In July 2015, Tan gave free legal talks at Choa Chu Kang Community Club to educate the public about Singapore's penal laws, criminal procedures, sentencing principles and criminal court structures.

== In the media ==
Tan's first appearance in the media was in July 2012, when he was featured on Mediacorp Channel 5's On The Edge to talk about prevailing youth crimes.

In February 2014, Tan was featured in the Mediacorp Channel 8 current affairs programme Tuesday Report Voices of the Heart. He was also featured in the #LifeReframed campaign, consisting of video interviews with 12 respected luminaries of their life lessons, which was screened at the Singapore International Film Festival.

In January 2015, Tan was interviewed by Channel 8 on their weekday evening news belt Hello Singapore.

In March 2015, Tan's life story was adapted into the Channel U drama, Second Chance. In April 2015, Tan was invited by MediaCorp Channel 5 onto "The 5 Show" to talk about cyberbullying vis-à-vis Singaporean youths.

In July 2015, Tan was invited by Nuyou Singapore to be featured as one of the inspirational individuals for the annual Nuyou TIME photo shoot.

In January 2016, Tan shared about the origin of his passion on Channel 8 Chinese documentary My Parents.

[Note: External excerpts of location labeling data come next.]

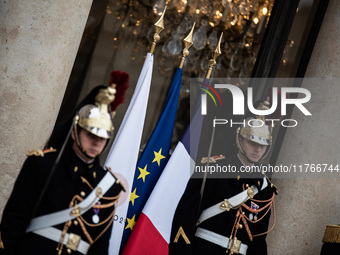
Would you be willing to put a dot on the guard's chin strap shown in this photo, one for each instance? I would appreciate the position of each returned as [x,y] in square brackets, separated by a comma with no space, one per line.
[245,155]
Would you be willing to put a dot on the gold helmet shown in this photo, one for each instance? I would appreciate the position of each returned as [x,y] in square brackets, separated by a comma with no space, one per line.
[257,131]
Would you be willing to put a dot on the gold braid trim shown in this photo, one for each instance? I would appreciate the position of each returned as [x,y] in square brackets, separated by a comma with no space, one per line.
[332,234]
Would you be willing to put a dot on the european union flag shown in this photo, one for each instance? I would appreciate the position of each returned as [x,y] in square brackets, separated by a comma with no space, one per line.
[154,157]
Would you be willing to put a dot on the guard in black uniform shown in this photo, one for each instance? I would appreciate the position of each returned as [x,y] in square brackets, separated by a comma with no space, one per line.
[232,216]
[75,213]
[331,240]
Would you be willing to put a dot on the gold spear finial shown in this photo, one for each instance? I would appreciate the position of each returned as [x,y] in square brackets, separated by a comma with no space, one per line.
[216,53]
[159,26]
[188,42]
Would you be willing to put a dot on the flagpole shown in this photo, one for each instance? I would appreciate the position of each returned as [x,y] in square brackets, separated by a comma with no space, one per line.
[159,26]
[188,42]
[212,63]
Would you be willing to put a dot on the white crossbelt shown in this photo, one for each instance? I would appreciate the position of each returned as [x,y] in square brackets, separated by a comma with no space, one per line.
[218,239]
[62,216]
[54,234]
[234,201]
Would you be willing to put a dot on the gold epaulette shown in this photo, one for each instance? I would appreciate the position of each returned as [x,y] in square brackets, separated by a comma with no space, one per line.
[332,234]
[40,153]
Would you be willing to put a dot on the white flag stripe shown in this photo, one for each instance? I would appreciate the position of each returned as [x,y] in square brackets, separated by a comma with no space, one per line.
[123,155]
[169,190]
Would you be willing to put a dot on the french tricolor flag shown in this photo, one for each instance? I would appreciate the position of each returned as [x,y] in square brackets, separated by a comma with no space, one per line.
[151,234]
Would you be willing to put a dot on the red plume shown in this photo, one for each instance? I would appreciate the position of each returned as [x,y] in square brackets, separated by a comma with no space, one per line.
[121,80]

In December 2016, Tan was featured in the Channel NewsAsia documentary series A Fighting Chance about cyber crime situation in Singapore. Also, Tan was invited as a guest judge on a reality TV cooking show, Eat List Star.

In August 2017, Tan was featured in the Channel 8 cooking show, "Hey Chef 2", where he got to learn the ropes from Vincent Aw on how to cook the classic Spanish dish.
Tan also appeared on a TV interview on Channel NewsAsia's Prime Time Asia to give his professional take on the "Appropriate Adults" (AA) scheme for juvenile accused persons.

In September 2017, Tan shared his life story on Class 95FM's Mon-SLAY on Cartunes hosted by DJ Jean Danker, on how he turned his life around from a delinquent and alcoholic to hipster lawyer who now spends a third of his time doing pro bono work.

In January 2018, Tan was featured in the Channel 8 docudrama series The Convict that based its stories on past court cases. They are done via re-enactment, and with narrative technique, are intended to be entertaining but at the same time informative and show the investigation and final verdict of the court.

In March 2018, Tan appeared on Channel 8 doing Chinese calligraphy for the Thye Hwa Kwan Charity Show 2018 alongside 17 other MediaCorp artistes, politicians, social media personalities, doctors and celebrity chefs.